アメリカでは超音波は数回しかしないのに、司が手を回したお陰で毎回赤ちゃんの成長を映像で見る事が出来た。
そして、わかった事。
心音が2つ。
何の因果だろう。
あいつの遺伝子はよほどあたしと結びつきたかったのか。
会社に戻り、ソファーで隣同士に座る。
『あ、のね・・・双子、だったの』
「双子!?」
『うん。心臓2つあった』
「そうか、双子か。2人もこの中にいるのか」
あたしのお腹を愛しそうに撫でる大きな手。
『みんなビックリするだろうね。あたしも聞いてビックリしたもん』
「産まれたら騒がしくなるな。・・・日本帰るか?」
『えぇ?どうして?』
「つくしの妊娠がわかってから考えてたんだよ。あっちでも仕事はできる、むしろ帰らなきゃならない時期なんだ。元々は4年っていう話だったからな。俺たちが生まれ育った国で、お前の両親だっているだろ?そっちの方が安心して産めるんじゃないかって思ってる」
『あたしは・・・あんたがいればどこでもいい。こっちだって社長たちがいるんだし』
そう言えば、微笑んだ司に抱きしめられる。
「やっぱり帰ろう。

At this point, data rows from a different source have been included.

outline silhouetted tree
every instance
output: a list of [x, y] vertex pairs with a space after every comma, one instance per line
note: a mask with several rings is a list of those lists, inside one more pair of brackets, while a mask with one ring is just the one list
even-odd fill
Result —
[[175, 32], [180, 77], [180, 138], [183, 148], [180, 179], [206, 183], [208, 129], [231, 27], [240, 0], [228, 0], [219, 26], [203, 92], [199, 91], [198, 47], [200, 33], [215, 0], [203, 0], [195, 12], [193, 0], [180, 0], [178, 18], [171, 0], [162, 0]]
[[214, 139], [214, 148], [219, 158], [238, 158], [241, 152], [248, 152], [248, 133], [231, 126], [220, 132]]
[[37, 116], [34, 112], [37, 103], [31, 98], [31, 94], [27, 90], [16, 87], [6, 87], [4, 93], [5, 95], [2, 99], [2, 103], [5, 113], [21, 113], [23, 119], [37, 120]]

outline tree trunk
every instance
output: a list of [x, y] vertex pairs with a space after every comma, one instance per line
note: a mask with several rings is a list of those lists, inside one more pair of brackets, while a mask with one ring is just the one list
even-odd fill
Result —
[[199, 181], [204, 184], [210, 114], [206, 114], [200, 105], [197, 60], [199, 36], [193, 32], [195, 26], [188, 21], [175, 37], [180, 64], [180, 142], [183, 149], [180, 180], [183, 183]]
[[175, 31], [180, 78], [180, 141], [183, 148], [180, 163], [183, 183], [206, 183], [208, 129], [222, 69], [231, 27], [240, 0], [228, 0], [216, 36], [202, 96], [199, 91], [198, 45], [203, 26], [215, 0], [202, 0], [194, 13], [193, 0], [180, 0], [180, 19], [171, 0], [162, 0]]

披露宴も向こうでやる。」
人に聞いておきながら、結局は自分で決めてしまった司。
この強引さも、時には助けられる。
「タマが寂しがってるからな。ボケないように子守りさせとけ。こっちで買うもんも買いに行かないとな。お前はしばらく来れないだろう?体調のいい日に買い物に行こう。少し忙しくなるな。」
体を離し、顔を近づけようとする。
『こ、こ…職場っ!』
「いいんだよ、誰も見てねぇんだし」
『そういう問題?』
「そういう問題」
結局受け入れてしまう自分は、この男に相当惚れてるらしい。
触れるだけのキスに飽き足らず、舌を入れて来ようとする司の足をヒールで踏んだ。
痛さに驚き、顔を離した隙に腕を伸ばした。
『もう仕事の時間!真面目にやらないと帰るの遅くなる!』
ククッと笑い声が聞こえ、あたしの頭にキスを落とした司はデスクに戻って行った。